A noite chegou nua de estrelas. O vento trouxe consigo um frio inesperado. A lua cobria timidamente sua outra metade com nuvens chumbadas e agitadas. E eu, ainda esquecido do tempo, gozava da companhia de um livro e um bom vinho tinto português. O silêncio daquele ambiente somente era interrompido, pelo som das folhas passadas de quando em quando pelos meus dedos úmidos e tingidos.
A noite chegou cobrindo meu corpo com seu manto negro. Minha alma, acanhada, não queria ser refletida pelos aços polidos das peças expostas - fechei meus olhos para sentir-me verdadeiro. Tentei, mas não consegui escrever uma linha sequer - nada de poema, crônica e conto. Minhas mãos estavam mudas. Meus olhos não alcançavam além da vidraça da porta-corrida. Restavam-me então o livro e o vinho.

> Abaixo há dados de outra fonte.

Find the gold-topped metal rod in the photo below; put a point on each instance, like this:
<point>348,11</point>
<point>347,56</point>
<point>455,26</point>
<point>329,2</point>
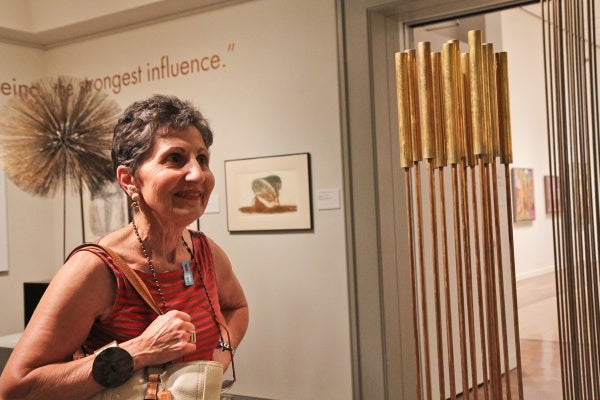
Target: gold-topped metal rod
<point>504,130</point>
<point>439,110</point>
<point>426,106</point>
<point>468,117</point>
<point>415,109</point>
<point>451,112</point>
<point>476,90</point>
<point>404,123</point>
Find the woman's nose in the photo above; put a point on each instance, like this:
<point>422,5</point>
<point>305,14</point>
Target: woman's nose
<point>195,171</point>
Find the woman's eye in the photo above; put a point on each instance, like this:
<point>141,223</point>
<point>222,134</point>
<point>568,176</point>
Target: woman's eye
<point>202,159</point>
<point>174,158</point>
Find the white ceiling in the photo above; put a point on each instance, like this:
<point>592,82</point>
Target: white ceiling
<point>49,23</point>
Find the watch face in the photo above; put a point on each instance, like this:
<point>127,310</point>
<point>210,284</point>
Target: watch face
<point>112,367</point>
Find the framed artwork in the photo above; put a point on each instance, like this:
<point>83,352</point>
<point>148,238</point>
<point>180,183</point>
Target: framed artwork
<point>523,194</point>
<point>105,211</point>
<point>269,193</point>
<point>551,191</point>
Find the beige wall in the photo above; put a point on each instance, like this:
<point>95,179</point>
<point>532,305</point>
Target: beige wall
<point>277,93</point>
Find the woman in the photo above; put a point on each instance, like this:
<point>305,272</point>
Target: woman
<point>161,160</point>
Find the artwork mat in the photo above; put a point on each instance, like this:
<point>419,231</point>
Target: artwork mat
<point>523,194</point>
<point>294,170</point>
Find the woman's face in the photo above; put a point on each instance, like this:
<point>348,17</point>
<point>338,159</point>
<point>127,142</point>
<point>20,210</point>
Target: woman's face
<point>175,180</point>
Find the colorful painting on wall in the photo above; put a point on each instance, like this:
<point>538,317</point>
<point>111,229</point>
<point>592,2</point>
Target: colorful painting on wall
<point>523,194</point>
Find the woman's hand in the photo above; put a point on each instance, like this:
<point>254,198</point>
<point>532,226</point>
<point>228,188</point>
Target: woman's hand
<point>166,339</point>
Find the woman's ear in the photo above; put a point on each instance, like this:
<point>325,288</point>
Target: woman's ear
<point>126,179</point>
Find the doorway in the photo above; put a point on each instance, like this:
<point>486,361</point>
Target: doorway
<point>384,358</point>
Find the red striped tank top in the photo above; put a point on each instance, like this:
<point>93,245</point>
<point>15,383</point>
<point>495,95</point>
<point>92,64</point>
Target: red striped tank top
<point>130,315</point>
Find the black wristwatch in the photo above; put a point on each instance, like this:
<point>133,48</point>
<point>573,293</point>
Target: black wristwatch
<point>113,366</point>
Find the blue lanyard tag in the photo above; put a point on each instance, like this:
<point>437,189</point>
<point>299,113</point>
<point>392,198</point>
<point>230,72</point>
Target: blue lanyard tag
<point>188,278</point>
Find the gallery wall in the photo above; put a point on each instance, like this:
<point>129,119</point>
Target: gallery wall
<point>270,88</point>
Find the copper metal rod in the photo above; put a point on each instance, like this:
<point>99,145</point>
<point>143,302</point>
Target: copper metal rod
<point>423,286</point>
<point>463,142</point>
<point>479,272</point>
<point>471,162</point>
<point>413,280</point>
<point>452,117</point>
<point>448,302</point>
<point>436,280</point>
<point>490,292</point>
<point>500,274</point>
<point>459,281</point>
<point>440,163</point>
<point>415,109</point>
<point>505,143</point>
<point>427,118</point>
<point>406,161</point>
<point>468,277</point>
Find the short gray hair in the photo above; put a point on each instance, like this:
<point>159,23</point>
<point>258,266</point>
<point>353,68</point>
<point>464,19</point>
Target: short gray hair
<point>145,120</point>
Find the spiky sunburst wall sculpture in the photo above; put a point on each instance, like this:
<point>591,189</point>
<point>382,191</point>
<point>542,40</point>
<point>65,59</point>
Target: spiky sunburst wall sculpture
<point>58,134</point>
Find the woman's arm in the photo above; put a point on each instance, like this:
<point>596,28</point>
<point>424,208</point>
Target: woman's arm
<point>41,366</point>
<point>234,306</point>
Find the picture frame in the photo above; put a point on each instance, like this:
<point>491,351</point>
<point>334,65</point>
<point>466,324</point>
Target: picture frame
<point>104,211</point>
<point>271,193</point>
<point>523,194</point>
<point>551,191</point>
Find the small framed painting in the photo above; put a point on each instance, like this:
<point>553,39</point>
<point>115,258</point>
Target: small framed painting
<point>269,193</point>
<point>104,211</point>
<point>523,194</point>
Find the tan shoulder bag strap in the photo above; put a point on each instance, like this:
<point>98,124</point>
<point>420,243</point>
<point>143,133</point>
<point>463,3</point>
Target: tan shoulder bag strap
<point>135,281</point>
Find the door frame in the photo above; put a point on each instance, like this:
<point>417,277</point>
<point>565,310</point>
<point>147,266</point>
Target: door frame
<point>370,32</point>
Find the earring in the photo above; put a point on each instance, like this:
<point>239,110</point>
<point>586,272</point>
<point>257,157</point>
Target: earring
<point>135,203</point>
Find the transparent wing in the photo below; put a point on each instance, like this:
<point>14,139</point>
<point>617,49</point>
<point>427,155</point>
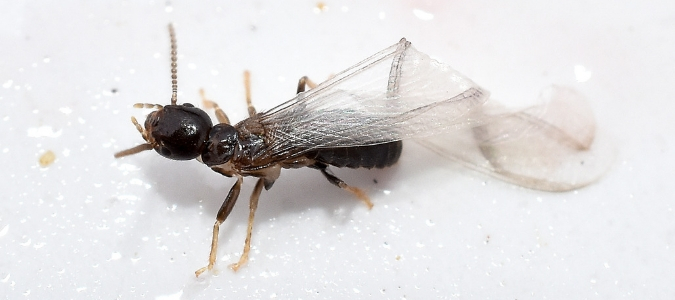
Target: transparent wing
<point>398,93</point>
<point>552,146</point>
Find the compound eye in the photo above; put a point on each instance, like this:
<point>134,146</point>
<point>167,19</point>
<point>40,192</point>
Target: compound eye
<point>180,132</point>
<point>164,151</point>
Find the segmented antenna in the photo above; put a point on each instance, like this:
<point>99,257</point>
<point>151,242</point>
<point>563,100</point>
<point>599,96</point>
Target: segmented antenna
<point>174,58</point>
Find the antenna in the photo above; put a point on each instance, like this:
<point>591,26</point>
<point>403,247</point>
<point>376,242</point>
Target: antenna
<point>174,58</point>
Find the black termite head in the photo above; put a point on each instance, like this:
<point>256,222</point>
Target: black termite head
<point>183,132</point>
<point>178,132</point>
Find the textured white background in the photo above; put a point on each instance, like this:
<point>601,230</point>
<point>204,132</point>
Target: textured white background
<point>89,226</point>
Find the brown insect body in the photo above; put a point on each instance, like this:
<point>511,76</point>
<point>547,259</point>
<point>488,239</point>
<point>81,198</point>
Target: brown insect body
<point>358,119</point>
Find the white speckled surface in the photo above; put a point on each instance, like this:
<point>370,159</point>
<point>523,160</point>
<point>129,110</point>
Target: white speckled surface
<point>89,226</point>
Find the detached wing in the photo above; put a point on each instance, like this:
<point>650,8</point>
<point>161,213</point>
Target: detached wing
<point>398,93</point>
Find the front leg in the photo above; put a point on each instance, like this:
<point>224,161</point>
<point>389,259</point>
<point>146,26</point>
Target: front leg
<point>223,212</point>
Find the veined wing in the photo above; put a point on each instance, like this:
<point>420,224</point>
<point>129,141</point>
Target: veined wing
<point>552,146</point>
<point>398,93</point>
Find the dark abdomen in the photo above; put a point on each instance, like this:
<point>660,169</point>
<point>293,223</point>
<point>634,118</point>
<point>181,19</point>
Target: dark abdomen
<point>375,156</point>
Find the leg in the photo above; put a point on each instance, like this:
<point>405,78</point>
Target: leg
<point>252,208</point>
<point>220,114</point>
<point>224,211</point>
<point>247,87</point>
<point>303,83</point>
<point>341,184</point>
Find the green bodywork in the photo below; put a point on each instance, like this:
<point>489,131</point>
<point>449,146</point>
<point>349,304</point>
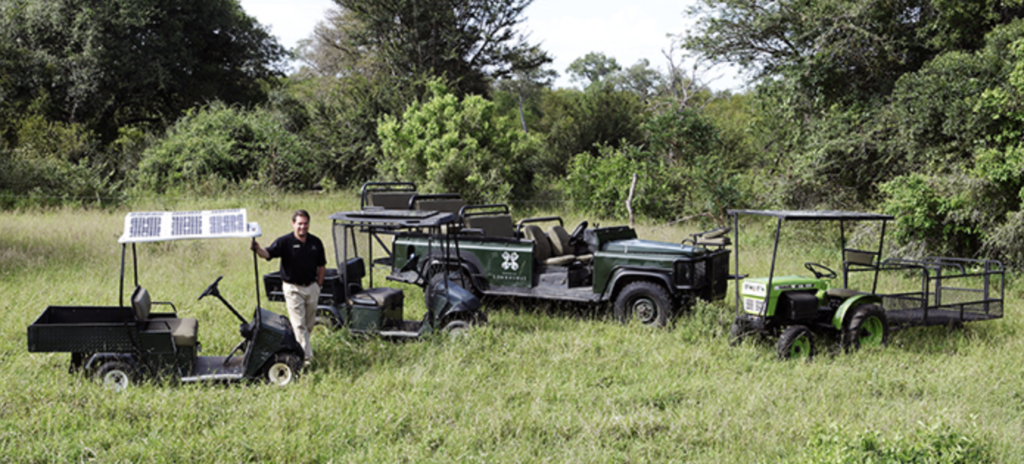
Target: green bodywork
<point>509,262</point>
<point>754,295</point>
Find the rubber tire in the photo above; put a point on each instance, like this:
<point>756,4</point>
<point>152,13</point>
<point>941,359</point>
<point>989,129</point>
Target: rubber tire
<point>796,342</point>
<point>116,375</point>
<point>327,319</point>
<point>649,299</point>
<point>866,326</point>
<point>736,334</point>
<point>282,369</point>
<point>456,329</point>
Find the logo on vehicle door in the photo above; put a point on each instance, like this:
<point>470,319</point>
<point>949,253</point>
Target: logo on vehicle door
<point>510,261</point>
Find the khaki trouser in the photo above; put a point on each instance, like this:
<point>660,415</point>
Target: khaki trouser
<point>301,302</point>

Tudo estava calmo demais. A monotonia surgida obrigou-me a querer barulho. O silêncio estava insuportavelmente irritante. Espalhei por toda casa, blues, jazz e outros sons que pudessem expulsar o medo invadido, que pudesse transformar o cinza em cores vivas.
Quando garoto eu cantava para espantar o medo. Ouvir a minha voz era escape pra disfarçar o meu coração acelerado e aflito. Ainda canto, e cantarei sempre – mesmo que em silêncio – para disfarçar os terrores ainda existentes.
Voltei pra casa com a música de despedida nos meus ouvidos. Sabia que aprontaria assim que eu me afastasse de seu cenário inventado. Dito e certo. Caminhou pelo lado obscuro do pântano tramado. Gargalhei ao ouvir a música fúnebre que tocou por alguns dias em sua cabeça de anuro. Gargalhei por não ter sido agarrado por suas ventosas e cantei em sua homenagem um partido-alto – ela mereceu o samba rasgado.
Quando Björk invadiu minha sala, sorri um sorriso largo. Eu gosto de sua voz e o que canta. A música Moom me fez sair pra varanda à procura da lua. Não a encontrei, mas sabia que estava lá, envergonhada, escondida atrás das nuvens densas e escuras.
Gosto de ficar olhando a lua. Às vezes me pego parado, no meio do caminho, olhando pra ela como se nunca a tivesse visto. Talvez eu fique parado olhando pra ela quando a encontrar pela primeira vez. Talvez ela seja a minha lua, além de ser a minha flor.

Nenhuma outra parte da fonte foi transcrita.